Figure 3. ACF for the time series in the daily temperature example.

Similarly, the ACF for the time series in the Australian beer example is shown in Figure 4. It is clear that the correlations show a periodic pattern, and all correlations for the first and third quarters are significant at the confidence level $\alpha=0.05$. In practice, we have to remove the seasonal trend for such type of data before analyzing it as a stationary time series.

Figure 4. ACF for the time series in the Australian beer example.
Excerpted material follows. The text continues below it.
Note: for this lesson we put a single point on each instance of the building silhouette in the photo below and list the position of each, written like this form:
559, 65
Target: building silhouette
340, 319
The ACF plot is an important way for identifying non-stationary times series. For a stationary time series, the ACF will drop to zero relatively quickly (as shown in Figure 3), while the ACF of non-stationary data decreases slowly (like Figure 4).

A typical way to make a time series stationary is to calculate the differences between consecutive observations $y_{t+1}$ and $y_t$, which is known as differencing. Differencing can help stabilize the mean of a time series by removing changes in the level of a time series, and so eliminating trend and seasonality. Besides, transformations such as logarithms can help to stabilize the variance of a time series.

Just thinking, the object of time series forecasting should predict what can happen in the future based on high volume of existing data. So I was wondering can we smooth the non-stationary data to stationary data and reduce the risk of outliers or accidental cases?